Statistically, the populations of small towns—generally considered those with less than 25,000 residents—are older and sicker than the populations of urban areas, Dickey said. Often they face substantial distances to receive specialty care and to seek out a tertiary hospital.
“For some of our residents that live in rural communities, when a hospital closes they’re over an hour away from health care. That paves a way for chronic disease,” said Bree Watzak, PharmD, director of technical assistance for the institute’s patient safety organization. “If you can’t get to see your doctor when you need to, the disease just gets worse.”
These factors put rural Americans at higher risk for COVID-19. Watzak said rural areas also include more households with many people living under one roof, and residents with jobs that can’t be done from home to reduce exposure to the virus. “Unfortunately, the circumstances add up,” she said.
Every hospital the institute interacts with has said that COVID-19 has affected its day-to-day business and threatened its financial bottom line, Dickey said.
Additionally, many do not have an intensive care unit, or have only one or two ventilators to stabilize patients before sending them to larger hospitals for treatment. Smaller hospitals have often been at the bottom of the list when it comes to supplying personal protective equipment, Dickey said, even though they continue to see patients in emergency rooms and screen people for COVID-19.
“They often were not getting the same kinds of supplies that bigger hospitals were getting, and they also have a very small pool of employees,” Dickey said. “So if they had a physician or a nurse who contracted coronavirus and was going to be out for two or more weeks, that did have a tremendous impact on a number of those hospitals.”
At the same time, the pandemic has introduced some positive things to rural health care systems, like more formal agreements between tertiary care centers. As the state has wrestled with whether it would reach the capacity issues seen on the East Coast, Dickey said the Rural and Community Health Institute helped put processes and agreements in place for small hospitals to take on some COVID-19 patients to prevent hospitals in large cities from being overwhelmed.
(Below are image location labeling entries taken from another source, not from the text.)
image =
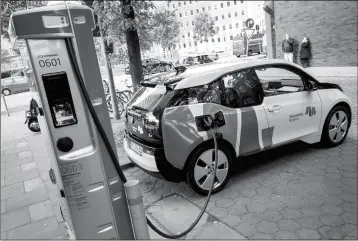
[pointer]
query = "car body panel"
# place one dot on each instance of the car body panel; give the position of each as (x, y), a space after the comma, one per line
(299, 115)
(246, 130)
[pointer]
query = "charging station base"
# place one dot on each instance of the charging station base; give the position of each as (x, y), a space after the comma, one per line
(174, 213)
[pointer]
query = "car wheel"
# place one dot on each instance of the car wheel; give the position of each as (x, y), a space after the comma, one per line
(199, 172)
(6, 92)
(34, 126)
(336, 126)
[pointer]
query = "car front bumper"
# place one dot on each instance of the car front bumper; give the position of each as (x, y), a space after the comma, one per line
(152, 161)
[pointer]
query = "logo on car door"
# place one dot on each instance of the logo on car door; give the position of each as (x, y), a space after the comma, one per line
(311, 111)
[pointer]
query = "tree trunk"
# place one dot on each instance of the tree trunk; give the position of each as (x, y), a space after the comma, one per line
(112, 87)
(135, 60)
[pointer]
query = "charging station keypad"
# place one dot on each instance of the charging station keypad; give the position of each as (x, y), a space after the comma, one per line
(59, 98)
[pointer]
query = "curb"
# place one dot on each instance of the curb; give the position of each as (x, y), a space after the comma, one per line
(127, 166)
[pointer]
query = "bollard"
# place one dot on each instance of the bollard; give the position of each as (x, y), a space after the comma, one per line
(136, 209)
(3, 99)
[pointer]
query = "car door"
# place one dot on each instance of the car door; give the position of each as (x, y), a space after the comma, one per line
(252, 131)
(293, 112)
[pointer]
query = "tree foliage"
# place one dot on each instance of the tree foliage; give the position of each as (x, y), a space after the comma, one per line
(204, 27)
(113, 24)
(10, 6)
(166, 28)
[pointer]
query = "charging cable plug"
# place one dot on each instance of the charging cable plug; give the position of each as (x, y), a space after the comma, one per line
(208, 122)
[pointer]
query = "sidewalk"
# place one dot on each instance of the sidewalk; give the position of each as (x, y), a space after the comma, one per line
(29, 207)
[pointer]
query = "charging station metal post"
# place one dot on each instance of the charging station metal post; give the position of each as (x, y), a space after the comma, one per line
(93, 190)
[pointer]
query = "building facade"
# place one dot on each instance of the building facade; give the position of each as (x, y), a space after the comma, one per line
(331, 27)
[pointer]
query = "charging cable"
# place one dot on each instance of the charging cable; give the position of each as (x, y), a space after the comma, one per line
(103, 135)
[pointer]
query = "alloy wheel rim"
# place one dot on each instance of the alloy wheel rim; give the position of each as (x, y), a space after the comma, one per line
(204, 169)
(338, 126)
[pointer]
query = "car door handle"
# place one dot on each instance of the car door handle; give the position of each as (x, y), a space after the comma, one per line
(274, 108)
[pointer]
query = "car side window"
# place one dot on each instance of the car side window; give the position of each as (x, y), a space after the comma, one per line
(278, 80)
(242, 89)
(210, 93)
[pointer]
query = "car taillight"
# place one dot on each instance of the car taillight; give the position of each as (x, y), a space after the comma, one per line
(152, 125)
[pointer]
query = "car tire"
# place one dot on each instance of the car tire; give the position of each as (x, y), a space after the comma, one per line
(335, 124)
(195, 168)
(6, 92)
(33, 126)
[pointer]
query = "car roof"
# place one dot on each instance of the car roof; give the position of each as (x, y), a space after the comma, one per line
(207, 74)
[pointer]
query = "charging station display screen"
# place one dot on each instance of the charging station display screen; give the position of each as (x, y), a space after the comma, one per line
(59, 98)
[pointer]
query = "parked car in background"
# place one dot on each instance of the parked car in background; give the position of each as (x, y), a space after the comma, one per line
(13, 83)
(153, 66)
(194, 60)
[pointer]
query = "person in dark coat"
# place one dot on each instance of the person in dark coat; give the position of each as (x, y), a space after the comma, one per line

Lines of communication opened between rural and tertiary physicians and transfers were discussed to limit overload on either end.
“There are a couple of exceptional examples where the small hospital staff came together and said, here are the things where we can effectively and appropriately give coronavirus patients high quality care,” Dickey said. “Those agreements occurred in a number of cases and are a model for what should be happening without the coronavirus.”
There has also been expansion to access in telemedicine through the waiver of several regulatory barriers. Watzak said the next step will be to see whether the relaxation of the rules can be kept moving forward, because “they’ve been very helpful to hospitals.”
“It’s helped increase access to care for people in rural areas, so it’s something we’d like to keep,” she said.
Watzak also points to the ways that two rural hospitals, Titus Regional Medical Center in Mount Pleasant and Hill Country Memorial Hospital in Fredericksburg, embraced social media to educate residents about the virus.
“Any time there’s a crisis, one thing you want to do is look to the positives, and one of those should be that maybe we have opened some eyes about the importance of rural hospitals, the beds they offer and quality of care closer to home,” Dickey said.